Marcel Winatschek

Panda Suit, Rainbow Exit, No Survivors

If you thought Rebecca Black’s Friday represented some kind of floor—the lowest point the pop machine could hit—you hadn’t met Patrice Wilson yet. Wilson is the producer behind that particular catastrophe, and apparently the whole experience felt so good he needed to do it again, this time with a young girl named Alison Gold and a song called Chinese Food.

The video is a genuine marvel of wrongness. Fortune cookies feature prominently. There are subtitles for reasons that remain unclear. A man in a panda costume shows up to have a pillow fight with a 12-year-old, then exits on a rainbow—and the timing relative to any hypothetical police response is left as an exercise for the viewer. It makes Friday look like Kubrick.

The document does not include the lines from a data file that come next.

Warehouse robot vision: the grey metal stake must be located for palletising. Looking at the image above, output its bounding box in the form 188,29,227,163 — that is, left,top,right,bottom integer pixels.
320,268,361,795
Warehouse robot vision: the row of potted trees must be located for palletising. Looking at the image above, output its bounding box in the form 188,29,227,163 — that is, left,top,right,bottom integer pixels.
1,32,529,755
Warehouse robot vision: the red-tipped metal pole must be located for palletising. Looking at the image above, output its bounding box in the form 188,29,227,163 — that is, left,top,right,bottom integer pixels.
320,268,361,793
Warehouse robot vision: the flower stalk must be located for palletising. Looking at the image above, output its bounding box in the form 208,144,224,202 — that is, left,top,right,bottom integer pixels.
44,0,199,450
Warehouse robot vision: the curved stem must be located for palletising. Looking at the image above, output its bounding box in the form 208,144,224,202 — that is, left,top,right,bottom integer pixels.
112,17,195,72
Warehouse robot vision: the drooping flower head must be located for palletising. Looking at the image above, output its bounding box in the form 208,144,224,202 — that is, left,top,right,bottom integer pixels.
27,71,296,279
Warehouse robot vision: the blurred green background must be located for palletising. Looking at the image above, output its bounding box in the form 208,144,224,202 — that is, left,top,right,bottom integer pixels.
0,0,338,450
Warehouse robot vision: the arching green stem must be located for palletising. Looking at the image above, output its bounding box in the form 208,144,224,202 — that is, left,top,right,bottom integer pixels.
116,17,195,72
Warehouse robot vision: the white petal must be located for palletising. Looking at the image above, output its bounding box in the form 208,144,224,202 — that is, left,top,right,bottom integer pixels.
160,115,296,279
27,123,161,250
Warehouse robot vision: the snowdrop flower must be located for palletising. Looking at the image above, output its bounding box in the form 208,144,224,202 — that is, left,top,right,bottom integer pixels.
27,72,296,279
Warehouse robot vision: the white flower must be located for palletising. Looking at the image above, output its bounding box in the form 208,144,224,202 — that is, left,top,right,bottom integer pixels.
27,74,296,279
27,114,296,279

What disturbs me isn’t the sheer incompetence of the music, which is almost soothing at this point. It’s the specific energy Wilson brings to these projects—an adult man in a bear suit asserting creative control over a preteen’s image with absolute confidence. There’s a genre of internet badness that’s accidental and therefore kind of pure. This isn’t that. This was planned. Someone sat in a room and wrote the panda into the script.

Alison Gold will be fine. Rebecca Black survived and thrived. The internet has a short memory for this stuff. But Wilson keeps going, and I keep watching, and I honestly can’t tell if that says more about him or me.